Saturday, May 5, 2012

Two Hundred Years of Surgery

    Saturday, May 05, 2012   No comments



by Atul Gawande, M.D., M.P.H.

Surgery is a profession defined by its authority to cure by means of bodily invasion. The brutality and risks of opening a living person's body have long been apparent, the benefits only slowly and haltingly worked out. Nonetheless, over the past two centuries, surgery has become radically more effective, and its violence substantially reduced — changes that have proved central to the development of mankind's abilities to heal the sick.
SURGERY BEFORE THE ADVENT OF ANESTHESIA
The first volume of the New England Journal of Medicine and Surgery, and the Collateral Branches of Science, published in 1812, gives a sense of the constraints faced by surgeons, and the mettle required of patients, in the era before anesthesia and antisepsis. In the April issue for that year, John Collins Warren, surgeon at the Massachusetts General Hospital and son of one of the founders of Harvard Medical School, published a case report describing a new approach to the treatment of cataracts.1 Until that time, the prevalent method of cataract treatment was “couching,” a procedure that involved inserting a curved needle into the orbit and using it to push the clouded lens back and out of the line of sight.2 Warren's patient had undergone six such attempts without lasting success and was now blind. Warren undertook a more radical and invasive procedure — actual removal of the left cataract. He described the operation, performed before the students of Harvard Medical School, as follows:
The eye-lids were separated by the thumb and finger of the left hand, and then, a broad cornea knife was pushed through the cornea at the outer angle of the eye, till its point approached the opposite side of the cornea. The knife was then withdrawn, and the aqueous humour being discharged, was immediately followed by a protrusion of the iris.
Into the collapsed orbit of this unanesthetized man, Warren inserted forceps he had made especially for the event.

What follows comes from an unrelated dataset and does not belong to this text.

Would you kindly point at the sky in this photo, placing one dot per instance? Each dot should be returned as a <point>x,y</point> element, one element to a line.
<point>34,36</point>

However, he encountered difficulties that necessitated improvisation:
The opaque body eluding the grasp of the forceps, a fine hook was passed through the pupil, and fixed in the thickened capsule, which was immediately drawn out entire. This substance was quite firm, about half a line in thickness, a line in diameter, and had a pearly whiteness.
A bandage was applied, instructions on cleansing the eye were given, and the gentleman was sent home. Two months later, Warren noted, inflammation required “two or three bleedings,” but “the patient is now well, and sees to distinguish every object with the left eye.”